CUDA is not supported on macOS.

On Windows

Choose Correct Visual Studio Version.

Sometimes there are regressions in new versions of Visual Studio, so it's best to use the same Visual Studio Version 16.8.5 as Pytorch CI's.

PyTorch CI uses Visual C++ BuildTools, which come with Visual Studio Enterprise, Professional, or Community Editions. You can also install the build tools from https://visualstudio.microsoft.com/visual-cpp-build-tools/. The build tools do not come with Visual Studio Code by default.

If you want to build legacy python code, please refer to Building on legacy code and CUDA

Build with CPU

It's fairly easy to build with CPU.

conda activate
python setup.py install

Note on OpenMP: The desired OpenMP implementation is Intel OpenMP (iomp). In order to link against iomp, you'll need to manually download the library and set up the building environment by tweaking CMAKE_INCLUDE_PATH and LIB. The instruction here is an example for setting up both MKL and Intel OpenMP. Without these configurations for CMake, Microsoft Visual C OpenMP runtime (vcomp) will be used.

Build with CUDA

NVTX is needed to build Pytorch with CUDA. NVTX is a part of CUDA distributive, where it is called "Nsight Compute". To install it onto already installed CUDA run CUDA installation once again and check the corresponding checkbox. Make sure that CUDA with Nsight Compute is installed after Visual Studio.

Currently, VS 2017 / 2019, and Ninja are supported as the generator of CMake. If ninja.exe is detected in PATH, then Ninja will be used as the default generator, otherwise, it will use VS 2017 / 2019.
If Ninja is selected as the generator, the latest MSVC will get selected as the underlying toolchain.

Additional libraries such as Magma, oneDNN, a.k.a MKLDNN or DNNL, and Sccache are often needed.
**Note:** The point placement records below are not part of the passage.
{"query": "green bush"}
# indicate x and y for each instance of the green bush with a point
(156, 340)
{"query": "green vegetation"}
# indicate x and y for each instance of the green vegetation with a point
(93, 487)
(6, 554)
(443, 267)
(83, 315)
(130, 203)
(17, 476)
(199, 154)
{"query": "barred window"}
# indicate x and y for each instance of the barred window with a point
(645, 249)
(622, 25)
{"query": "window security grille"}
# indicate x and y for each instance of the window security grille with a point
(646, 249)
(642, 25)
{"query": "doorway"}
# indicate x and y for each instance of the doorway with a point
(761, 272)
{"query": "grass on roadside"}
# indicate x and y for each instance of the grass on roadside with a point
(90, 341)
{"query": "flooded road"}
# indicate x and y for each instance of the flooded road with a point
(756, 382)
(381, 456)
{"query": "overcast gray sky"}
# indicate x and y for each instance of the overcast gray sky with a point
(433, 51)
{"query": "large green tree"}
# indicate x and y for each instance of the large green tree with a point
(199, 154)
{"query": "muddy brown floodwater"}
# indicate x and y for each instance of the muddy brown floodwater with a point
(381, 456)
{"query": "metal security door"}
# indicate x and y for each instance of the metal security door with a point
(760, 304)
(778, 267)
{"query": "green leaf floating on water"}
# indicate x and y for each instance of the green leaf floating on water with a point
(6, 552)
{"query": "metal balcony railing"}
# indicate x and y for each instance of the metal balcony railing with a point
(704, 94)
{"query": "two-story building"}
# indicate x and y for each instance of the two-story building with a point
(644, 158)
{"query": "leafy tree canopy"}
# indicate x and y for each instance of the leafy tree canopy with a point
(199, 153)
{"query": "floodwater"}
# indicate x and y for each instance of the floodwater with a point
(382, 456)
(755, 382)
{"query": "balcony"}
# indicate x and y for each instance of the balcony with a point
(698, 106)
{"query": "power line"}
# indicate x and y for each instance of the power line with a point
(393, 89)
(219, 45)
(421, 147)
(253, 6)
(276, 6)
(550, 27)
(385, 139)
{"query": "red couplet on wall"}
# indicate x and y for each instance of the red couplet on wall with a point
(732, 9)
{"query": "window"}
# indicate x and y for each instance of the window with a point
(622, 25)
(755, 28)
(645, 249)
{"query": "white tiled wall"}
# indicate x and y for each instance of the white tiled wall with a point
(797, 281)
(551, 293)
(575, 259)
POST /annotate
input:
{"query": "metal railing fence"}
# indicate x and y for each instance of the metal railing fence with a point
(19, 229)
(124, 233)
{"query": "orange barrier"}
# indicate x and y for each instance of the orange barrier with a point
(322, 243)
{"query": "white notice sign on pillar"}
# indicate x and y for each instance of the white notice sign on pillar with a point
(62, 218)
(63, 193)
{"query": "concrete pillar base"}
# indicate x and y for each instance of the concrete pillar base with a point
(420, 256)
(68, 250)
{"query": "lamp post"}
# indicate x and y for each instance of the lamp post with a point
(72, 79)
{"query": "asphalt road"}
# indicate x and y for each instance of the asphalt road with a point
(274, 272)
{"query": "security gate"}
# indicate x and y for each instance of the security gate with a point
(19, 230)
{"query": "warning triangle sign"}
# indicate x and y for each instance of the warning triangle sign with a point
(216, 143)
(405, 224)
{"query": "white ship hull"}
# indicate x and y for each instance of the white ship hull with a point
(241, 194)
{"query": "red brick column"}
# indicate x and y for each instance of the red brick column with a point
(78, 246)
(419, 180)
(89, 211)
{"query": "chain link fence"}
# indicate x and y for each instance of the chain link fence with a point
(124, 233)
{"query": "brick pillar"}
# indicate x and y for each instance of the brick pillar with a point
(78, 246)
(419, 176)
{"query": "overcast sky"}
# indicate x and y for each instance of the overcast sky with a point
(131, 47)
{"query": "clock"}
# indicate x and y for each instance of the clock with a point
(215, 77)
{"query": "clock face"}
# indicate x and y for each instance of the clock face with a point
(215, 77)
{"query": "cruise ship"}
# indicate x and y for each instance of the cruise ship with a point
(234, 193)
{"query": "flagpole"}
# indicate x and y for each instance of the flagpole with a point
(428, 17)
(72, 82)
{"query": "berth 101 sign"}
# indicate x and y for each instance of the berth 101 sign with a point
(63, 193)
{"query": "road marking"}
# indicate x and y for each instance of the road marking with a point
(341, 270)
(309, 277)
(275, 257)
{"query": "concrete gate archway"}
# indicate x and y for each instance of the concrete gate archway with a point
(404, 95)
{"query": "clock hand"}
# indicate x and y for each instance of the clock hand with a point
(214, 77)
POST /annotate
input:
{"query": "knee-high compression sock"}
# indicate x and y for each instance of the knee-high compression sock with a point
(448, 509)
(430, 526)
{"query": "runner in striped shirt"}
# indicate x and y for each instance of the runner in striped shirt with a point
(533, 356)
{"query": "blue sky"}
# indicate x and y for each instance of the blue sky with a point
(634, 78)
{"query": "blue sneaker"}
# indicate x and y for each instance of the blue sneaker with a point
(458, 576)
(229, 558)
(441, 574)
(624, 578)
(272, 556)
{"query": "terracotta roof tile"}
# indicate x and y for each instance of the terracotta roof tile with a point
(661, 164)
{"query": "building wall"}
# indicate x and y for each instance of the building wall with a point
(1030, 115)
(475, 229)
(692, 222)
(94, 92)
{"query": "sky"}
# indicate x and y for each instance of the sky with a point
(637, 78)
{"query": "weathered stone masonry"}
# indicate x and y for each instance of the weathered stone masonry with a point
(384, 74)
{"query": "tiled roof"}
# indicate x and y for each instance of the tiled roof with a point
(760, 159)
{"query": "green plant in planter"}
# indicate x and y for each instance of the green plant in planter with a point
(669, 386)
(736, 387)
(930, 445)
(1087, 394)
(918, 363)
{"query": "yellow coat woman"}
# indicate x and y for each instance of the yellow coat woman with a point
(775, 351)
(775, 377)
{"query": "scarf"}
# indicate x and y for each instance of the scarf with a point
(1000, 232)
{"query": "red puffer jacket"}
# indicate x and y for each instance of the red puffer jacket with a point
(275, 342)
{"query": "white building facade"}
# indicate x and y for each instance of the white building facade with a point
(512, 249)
Please refer to the installation-helper to install them.

You can refer to the build_pytorch.bat script for some other environment variables configurations

cmd

:: Set the environment variables after you have downloaded and upzipped the mkl package,
:: else CMake would throw an error as `Could NOT find OpenMP`.
set CMAKE_INCLUDE_PATH={Your directory}\mkl\include
set LIB={Your directory}\mkl\lib;%LIB%

:: Read the content in the previous section carefully before you proceed.
:: [Optional] If you want to override the underlying toolset used by Ninja and Visual Studio with CUDA, please run the following script block.
:: "Visual Studio 2019 Developer Command Prompt" will be run automatically.
:: Make sure you have CMake >= 3.12 before you do this when you use the Visual Studio generator.
set CMAKE_GENERATOR_TOOLSET_VERSION=14.27
set DISTUTILS_USE_SDK=1
for /f "usebackq tokens=*" %i in (`"%ProgramFiles(x86)%\Microsoft Visual Studio\Installer\vswhere.exe" -version [15^,17^) -products * -latest -property installationPath`) do call "%i\VC\Auxiliary\Build\vcvarsall.bat" x64 -vcvars_ver=%CMAKE_GENERATOR_TOOLSET_VERSION%

:: [Optional] If you want to override the CUDA host compiler
set CUDAHOSTCXX=C:\Program Files (x86)\Microsoft Visual Studio\2019\Community\VC\Tools\MSVC\14.27.29110\bin\HostX64\x64\cl.exe

python setup.py install

Adjust Build Options (Optional)

You can adjust the configuration of cmake variables optionally (without building first), by doing the following. For example, adjusting the pre-detected directories for CuDNN or BLAS can be done with such a step.

On Linux

export CMAKE_PREFIX_PATH=${CONDA_PREFIX:-"$(dirname $(which conda))/../"}
python setup.py build --cmake-only
ccmake build  # or cmake-gui build

On macOS

export CMAKE_PREFIX_PATH=${CONDA_PREFIX:-"$(dirname $(which conda))/../"}
MACOSX_DEPLOYMENT_TARGET=10.9 CC=clang CXX=clang++ python setup.py build --cmake-only
ccmake build  # or cmake-gui build

Docker Image

Using pre-built images

You can also pull a pre-built docker image from Docker Hub and run with docker v19.03+

docker run --gpus all --rm -ti --ipc=host pytorch/pytorch:latest

Please note that PyTorch uses shared memory to share data between processes, so if torch multiprocessing is used (e.g. for multithreaded data loaders) the default shared memory segment size that container runs with is not enough, and you should increase shared memory size either with --ipc=host or --shm-size command line options to nvidia-docker run.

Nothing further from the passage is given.